Le chauffeur routier s’excuserait presque de « ne savoir que rouler ». Sa quête d’un travail à tout prix pourrait le pousser loin de sa famille, « peut-être en Bretagne », hasarde-t-il, loin d’une femme fragilisée par les événements. « Oui, j’ai été entendu, je suis invité à des événements. Je vais aller au salon “Des Livres et L’Alerte” à Paris, par exemple. Mais ça m’apporte quoi ? Je fais tout ça pour me défendre, pas pour le plaisir. Je suis seul contre 15 milliards d’euros et je n’ai toujours pas de boulot. »

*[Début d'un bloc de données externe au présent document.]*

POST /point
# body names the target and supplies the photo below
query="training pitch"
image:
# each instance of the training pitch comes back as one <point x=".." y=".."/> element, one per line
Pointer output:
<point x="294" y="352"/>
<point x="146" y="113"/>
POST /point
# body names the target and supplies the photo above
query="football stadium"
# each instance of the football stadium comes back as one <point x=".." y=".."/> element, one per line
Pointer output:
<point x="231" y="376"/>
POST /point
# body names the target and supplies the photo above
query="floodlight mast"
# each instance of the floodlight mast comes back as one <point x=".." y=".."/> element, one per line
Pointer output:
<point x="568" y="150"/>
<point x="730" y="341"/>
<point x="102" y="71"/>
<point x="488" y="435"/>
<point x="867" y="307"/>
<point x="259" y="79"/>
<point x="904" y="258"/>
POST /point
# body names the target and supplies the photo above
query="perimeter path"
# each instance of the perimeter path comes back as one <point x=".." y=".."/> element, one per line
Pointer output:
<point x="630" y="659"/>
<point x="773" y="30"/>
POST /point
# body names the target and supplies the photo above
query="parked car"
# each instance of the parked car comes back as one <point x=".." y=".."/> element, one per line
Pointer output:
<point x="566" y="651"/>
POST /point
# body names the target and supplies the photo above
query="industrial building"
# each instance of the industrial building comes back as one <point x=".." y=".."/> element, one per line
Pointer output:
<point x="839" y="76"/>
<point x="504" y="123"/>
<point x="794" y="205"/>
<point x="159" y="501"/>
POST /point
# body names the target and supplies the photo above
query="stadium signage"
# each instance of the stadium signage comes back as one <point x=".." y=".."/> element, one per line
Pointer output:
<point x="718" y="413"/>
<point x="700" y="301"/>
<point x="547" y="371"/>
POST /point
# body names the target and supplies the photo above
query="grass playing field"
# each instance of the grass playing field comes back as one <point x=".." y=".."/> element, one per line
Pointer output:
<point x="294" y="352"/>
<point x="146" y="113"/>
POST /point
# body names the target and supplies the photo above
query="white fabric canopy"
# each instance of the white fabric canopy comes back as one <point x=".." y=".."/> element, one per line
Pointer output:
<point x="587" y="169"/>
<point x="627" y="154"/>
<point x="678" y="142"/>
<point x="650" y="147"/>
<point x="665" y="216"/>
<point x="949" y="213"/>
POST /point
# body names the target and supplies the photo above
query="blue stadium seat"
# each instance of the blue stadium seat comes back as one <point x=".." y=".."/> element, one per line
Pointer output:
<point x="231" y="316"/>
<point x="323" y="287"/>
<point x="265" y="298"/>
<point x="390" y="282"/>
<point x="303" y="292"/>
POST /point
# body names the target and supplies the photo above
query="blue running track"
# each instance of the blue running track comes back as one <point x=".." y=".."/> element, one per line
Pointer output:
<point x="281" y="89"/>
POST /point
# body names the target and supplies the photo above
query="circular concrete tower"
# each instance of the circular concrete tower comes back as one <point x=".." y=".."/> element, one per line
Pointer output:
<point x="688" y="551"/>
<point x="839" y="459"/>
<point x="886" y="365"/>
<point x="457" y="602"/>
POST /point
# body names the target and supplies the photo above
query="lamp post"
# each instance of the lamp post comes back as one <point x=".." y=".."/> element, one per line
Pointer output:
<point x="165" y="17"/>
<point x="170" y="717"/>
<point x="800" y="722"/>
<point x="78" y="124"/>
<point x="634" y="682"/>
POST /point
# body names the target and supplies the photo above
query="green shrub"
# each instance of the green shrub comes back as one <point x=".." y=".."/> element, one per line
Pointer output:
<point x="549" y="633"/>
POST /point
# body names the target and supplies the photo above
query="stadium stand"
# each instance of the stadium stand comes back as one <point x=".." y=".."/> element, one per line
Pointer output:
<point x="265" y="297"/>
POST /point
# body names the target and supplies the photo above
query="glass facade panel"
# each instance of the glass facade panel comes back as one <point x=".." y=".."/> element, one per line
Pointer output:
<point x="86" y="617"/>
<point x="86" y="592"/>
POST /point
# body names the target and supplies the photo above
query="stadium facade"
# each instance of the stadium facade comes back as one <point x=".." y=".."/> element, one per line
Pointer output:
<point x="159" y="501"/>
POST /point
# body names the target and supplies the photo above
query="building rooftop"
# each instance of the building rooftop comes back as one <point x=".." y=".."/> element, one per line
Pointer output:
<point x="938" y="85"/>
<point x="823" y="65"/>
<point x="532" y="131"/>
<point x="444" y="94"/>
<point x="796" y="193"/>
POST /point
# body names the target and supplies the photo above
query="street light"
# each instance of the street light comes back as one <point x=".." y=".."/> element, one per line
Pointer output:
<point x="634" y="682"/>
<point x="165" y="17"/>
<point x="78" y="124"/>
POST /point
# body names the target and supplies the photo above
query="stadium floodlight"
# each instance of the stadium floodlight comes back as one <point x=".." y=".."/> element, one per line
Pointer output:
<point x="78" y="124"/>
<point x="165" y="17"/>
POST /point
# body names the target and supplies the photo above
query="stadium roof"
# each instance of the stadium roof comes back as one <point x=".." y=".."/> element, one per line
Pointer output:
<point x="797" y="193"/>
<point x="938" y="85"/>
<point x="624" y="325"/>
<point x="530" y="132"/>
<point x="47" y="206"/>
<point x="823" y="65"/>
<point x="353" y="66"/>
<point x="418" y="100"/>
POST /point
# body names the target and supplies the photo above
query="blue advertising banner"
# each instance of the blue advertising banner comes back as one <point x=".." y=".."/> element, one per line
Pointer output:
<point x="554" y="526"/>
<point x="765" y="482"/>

Alors que ses mains, un peu pataudes, ne savent que faire du micro qu’on lui tend, une liste de soutien circule dans les rangs clairsemés de la salle de cinéma. Un représentant de la Fensch Insoumise, à l’initiative de la projection, prévient : une cagnotte en ligne a été ouverte sur Leetchi « pour soutenir Karim dans ses démarches juridiques ». L’intéressé promet qu’il n’est pas encore à terre. « Sur les analyses, réalisées dans le cadre de l’enquête, j’ai encore des choses à dire. »

Joan Moïse (Le Républicain Lorrain).